The intelligent search results has become an absolute part of information retrieval in the digital world. Classic keyword-based search engines generally do not account for the actual user's intent or context, leading to missed opportunity and lost revenue, for online companies. Alternatively, Hybrid Search which combines keyword-based and AI-driven semantic search enhances your existing search capabilities in just a few minutes.
This step-by-step guide will show you how to elevate your search functionality using an open-source project, OpenSearch. By adopting these steps, you can turn your search into a complete, working, artificial intelligence solution in 5 minutes.
Hybrid Search combines:
Keyword-based search: Classic Boolean and text-based approaches to searching (e.g., "bag" results that contain the word "bag").
Semantic or vector-based search: AI techniques that comprehend context (e.g., “backpack” also retrieves “knapsack”, “school bag” etc., as the search engine recognizes their similarity).
Combining these two paradigms, you offer users not only relevance but performance and context-sensitive answers. In the e-commerce domain, this is to present users with exact items they are searching even if they express themselves in a different way. For content searches, it ensures that the most contextually relevant documents appear first.
Docker (recommended for a quick setup) or an existing environment to run OpenSearch.
Some command line experience and a clients like curl or Postman to tests the requests.
A dataset to index (you can try a simple JSON file or use the sample data provided in this article).
Note: For those who would prefer a cloud-based solution, you do not need to follow the local Docker instructions, and you can leverage a managed OpenSearch service available from any major cloud provider. The steps to create and manage indices remain similar.
Run OpenSearch locally using Docker.
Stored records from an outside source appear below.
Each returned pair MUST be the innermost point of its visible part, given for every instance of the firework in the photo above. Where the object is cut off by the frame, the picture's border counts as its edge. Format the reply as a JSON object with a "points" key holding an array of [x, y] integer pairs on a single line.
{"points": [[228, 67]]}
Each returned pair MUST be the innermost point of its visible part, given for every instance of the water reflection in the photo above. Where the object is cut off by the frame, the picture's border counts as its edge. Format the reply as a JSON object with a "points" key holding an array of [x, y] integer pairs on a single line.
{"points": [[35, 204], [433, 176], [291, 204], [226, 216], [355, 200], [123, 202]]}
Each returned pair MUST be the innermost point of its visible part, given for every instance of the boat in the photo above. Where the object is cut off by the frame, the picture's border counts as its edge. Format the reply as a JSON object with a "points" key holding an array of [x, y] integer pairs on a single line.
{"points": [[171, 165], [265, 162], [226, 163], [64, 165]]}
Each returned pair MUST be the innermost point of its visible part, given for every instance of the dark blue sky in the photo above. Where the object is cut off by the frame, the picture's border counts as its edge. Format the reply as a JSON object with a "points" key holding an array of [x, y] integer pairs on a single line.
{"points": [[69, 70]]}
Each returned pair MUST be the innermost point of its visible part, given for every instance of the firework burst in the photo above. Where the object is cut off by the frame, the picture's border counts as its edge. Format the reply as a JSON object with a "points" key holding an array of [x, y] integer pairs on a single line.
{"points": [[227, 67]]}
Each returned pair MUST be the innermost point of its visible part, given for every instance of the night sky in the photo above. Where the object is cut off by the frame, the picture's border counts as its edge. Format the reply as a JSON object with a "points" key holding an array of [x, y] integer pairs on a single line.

Copy and paste the following command in your terminal:
docker run -d --name opensearch -p 9200:9200 -p 9600:9600 -e "discovery.type=single-node" opensearchproject/opensearch:2.9.0
Here’s what each part does:
-d --name opensearch: Runs the container in the background with the name “opensearch.”
-p 9200:9200 -p 9600:9600: Exposes ports for HTTP requests and performance monitoring.
-e "discovery.type=single-node": Tells OpenSearch to run as a single-node cluster for simplicity.
Verify the container is running by visiting http://localhost:9200. You should see a JSON response with OpenSearch details.
To enable AI-powered semantic search, you need to store vector embeddings along with traditional keyword fields in your documents. Let’s create an index called products. We’ll set it up with both text and vector fields to showcase a hybrid approach. OpenSearch Documentation Reference
Copy and paste this index mapping:
curl -X PUT "http://localhost:9200/products"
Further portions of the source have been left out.